Regarding payment issues, the Governors said that the Regents should advocate to private and governmental insurers for adequate reimbursement of oral anticoagulant monitoring in person and by phone. They asked that the College join with other physician organizations in this endeavor and use the ACP Practice Management Center to educate doctors on how to lobby local insurers for coverage.
The Governors also requested that the Regents develop methods to monitor the fairness of pay-for-performance programs and ensure that quality measures, not economic considerations, are the primary factor in evaluating doctors. Such programs should avoid penalizing doctors for patient non-adherence and should use case-mix models that include sample size when assessing a doctor's performance, they said.

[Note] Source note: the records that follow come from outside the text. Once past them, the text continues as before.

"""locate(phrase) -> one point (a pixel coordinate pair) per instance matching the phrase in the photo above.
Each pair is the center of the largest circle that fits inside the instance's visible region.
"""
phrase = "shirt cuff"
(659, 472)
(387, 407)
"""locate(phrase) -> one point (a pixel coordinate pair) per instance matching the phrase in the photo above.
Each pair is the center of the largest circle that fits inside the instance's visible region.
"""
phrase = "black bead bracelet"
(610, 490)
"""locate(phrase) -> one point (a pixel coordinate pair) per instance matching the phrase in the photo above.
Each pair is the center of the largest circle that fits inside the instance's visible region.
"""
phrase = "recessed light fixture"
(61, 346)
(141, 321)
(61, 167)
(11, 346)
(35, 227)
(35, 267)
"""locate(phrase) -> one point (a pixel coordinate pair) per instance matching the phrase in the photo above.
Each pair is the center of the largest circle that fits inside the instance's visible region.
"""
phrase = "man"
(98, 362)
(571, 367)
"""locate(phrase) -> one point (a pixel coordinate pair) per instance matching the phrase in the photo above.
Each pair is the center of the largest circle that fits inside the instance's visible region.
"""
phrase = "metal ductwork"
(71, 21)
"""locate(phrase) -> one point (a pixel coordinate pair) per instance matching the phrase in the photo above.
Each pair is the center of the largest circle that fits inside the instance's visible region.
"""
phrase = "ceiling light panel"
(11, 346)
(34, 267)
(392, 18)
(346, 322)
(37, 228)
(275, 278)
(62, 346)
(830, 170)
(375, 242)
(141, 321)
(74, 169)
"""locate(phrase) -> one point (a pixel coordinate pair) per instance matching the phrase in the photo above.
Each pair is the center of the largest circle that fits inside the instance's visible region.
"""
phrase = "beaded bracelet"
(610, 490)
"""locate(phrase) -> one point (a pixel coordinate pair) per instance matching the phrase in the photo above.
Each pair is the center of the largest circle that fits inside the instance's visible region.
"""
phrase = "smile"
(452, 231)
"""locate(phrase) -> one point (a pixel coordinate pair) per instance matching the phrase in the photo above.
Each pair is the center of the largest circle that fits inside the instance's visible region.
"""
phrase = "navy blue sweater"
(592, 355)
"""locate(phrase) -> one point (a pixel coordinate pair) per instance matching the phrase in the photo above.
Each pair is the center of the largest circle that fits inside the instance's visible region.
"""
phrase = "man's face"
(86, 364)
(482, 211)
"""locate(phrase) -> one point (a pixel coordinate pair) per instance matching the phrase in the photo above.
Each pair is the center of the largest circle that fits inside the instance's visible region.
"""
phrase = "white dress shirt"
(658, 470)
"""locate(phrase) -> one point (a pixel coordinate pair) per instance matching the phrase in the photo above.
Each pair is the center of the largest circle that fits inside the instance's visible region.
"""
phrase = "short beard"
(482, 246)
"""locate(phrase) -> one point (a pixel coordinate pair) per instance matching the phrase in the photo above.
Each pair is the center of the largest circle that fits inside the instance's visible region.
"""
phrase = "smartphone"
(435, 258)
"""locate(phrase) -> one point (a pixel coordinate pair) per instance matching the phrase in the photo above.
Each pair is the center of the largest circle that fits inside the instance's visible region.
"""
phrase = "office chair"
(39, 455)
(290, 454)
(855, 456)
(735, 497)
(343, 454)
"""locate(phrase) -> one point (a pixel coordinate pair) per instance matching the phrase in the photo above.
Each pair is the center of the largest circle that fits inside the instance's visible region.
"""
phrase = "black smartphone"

Additionally, insurance plans should periodically report to doctors on their performance measures and should allow enough time for appeals and corrections before penalties are instituted, the Governors said.
"The College should be proactive in trying to monitor for problems with pay-for-performance systems," concluded Washington, D.C., Governor Lawrence E. Klein.
Heavily discussed, and ultimately tabled for further study, was a measure to advocate for a streamlined process to obtain J-1 and H1B visas for international medical graduates who are not U.S. citizens. New Hampshire Governor Dana Merrithew, FACP, said he feared that importing doctors diverted the College's energy from improving internal medicine in the U.S. and drained other countries of doctors they may desperately need.
Others, however, noted that international medical graduates help fill positions that don't easily attract U.S. residents. "If we limit the numbers of [international medical graduates] who come in, it will negatively impact underserved areas in communities," Dr. Bates said.
Also referred for further study was a recommendation that the Regents support evidence-based methods for reducing hospital-acquired infection rates and develop a policy statement to make control of such infections a quality improvement measure.